2022-03-03T17:47:22.761Z  INFO Runner - Failed to run compactor tool: Command 'MALLOC_TRIM_THRESHOLD_=1310720 nice -n -10 java -XX:+UseConcMarkSweepGC -verbose:gc -XX:+PrintGCDetails -XX:+PrintGCTimeStamps -XX:+PrintGCDateStamps -Xloggc:/var/log/corfu/compactor-gc.log -XX:+UseGCLogFileRotation -XX:NumberOfGCLogFiles=10 -XX:GCLogFileSize=1M -XX:+UseStringDeduplication -XX:+HeapDumpOnOutOfMemoryError -XX:HeapDumpPath=/image/core/compactor_oom.hprof -XX:OnOutOfMemoryError="gzip -f /image/core/compactor_oom.hprof" -XX:+CrashOnOutOfMemoryError -Xms963m -Xmx963m -Djava.io.tmpdir=/image/corfu-tools/temp -Djdk.nio.maxCachedBufferSize=1048576 -Dio.netty.recycler.maxCapacityPerThread=0 -DlogFilePrefix=/var/log/corfu/corfu-compactor-audit -Dlog4j.configurationFile=/opt/vmware/ufo-tools/corfu-compactor-log4j2.xml -Dcorfu-property-file-path=/opt/vmware/cbm/etc/ufo-factory.properties -cp "/opt/vmware/ufo-tools/*" com.vmware.nsx.platform.ufo.UfoCompactorMain -hostname 10.1.1.132 -hostname 10.1.1.133 -hostname 10.1.1.131 -port 9000 -trim -useDistributedLock -lockCorfuHostname 10.1.1.131 -lockCorfuPort 9000 -bulkReadSize 50' returned non-zero exit status 134.

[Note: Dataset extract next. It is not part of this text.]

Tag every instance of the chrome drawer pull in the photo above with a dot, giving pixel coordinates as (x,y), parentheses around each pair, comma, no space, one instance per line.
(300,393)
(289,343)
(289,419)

And other services are also running out of memory:

grep "| java.lang.OutOfMemoryError: Java heap space" tanuki.log | head
INFO | jvm 1 | 2022/03/04 20:45:02 | java.lang.OutOfMemoryError: Java heap space
INFO | jvm 2 | 2022/03/07 03:01:18 | java.lang.OutOfMemoryError: Java heap space
INFO | jvm 3 | 2022/03/07 12:02:34 | java.lang.OutOfMemoryError: Java heap space
INFO | jvm 4 | 2022/03/07 18:21:28 | java.lang.OutOfMemoryError: Java heap space
INFO | jvm 5 | 2022/03/07 19:44:54 | java.lang.OutOfMemoryError: Java heap space
INFO | jvm 6 | 2022/03/07 20:47:07 | java.lang.OutOfMemoryError: Java heap space
INFO | jvm 7 | 2022/03/08 03:36:20 | java.lang.OutOfMemoryError: Java heap space
INFO | jvm 8 | 2022/03/08 05:35:02 | java.lang.OutOfMemoryError: Java heap space
INFO | jvm 9 | 2022/03/08 08:10:50 | java.lang.OutOfMemoryError: Java heap space
INFO | jvm 10 | 2022/03/08 11:18:34 | java.lang.OutOfMemoryError: Java heap space

Environment

VMware NSX-T Data Center 3.x

You are using IDFW and have log scrapping configured AD and Aria Operations for Logs.

Cause

This issue can occur when IDFW is configured with AD log scrapping and there are to many login and logout events.
The mechanism used to clean up this table can not keep up with the events and eventually the table grows to big for the corfu compactor service to complete, which causes the corfu compactor service to crash.
This issue can cause other services to crash as seen in the tanuki log above, due to the amount of memory taken by the corfu compactor service when trying to complete the compaction.

Resolution

This issue is resolved in VMware NSX-T Data Center 3.2.2.0
This issue is resolved in VMware NSX-T Data Center 3.2.3.0
This issue is resolved in VMware NSX 4.0.1.1

Workaround:
It is possible to increase the intensity of the IDFW cleaner to start more often and cleanup these entries, thus reducing the retention time of the events in the corfu table.
If you believe you have encountered this issue, please open a support request and reference this KB.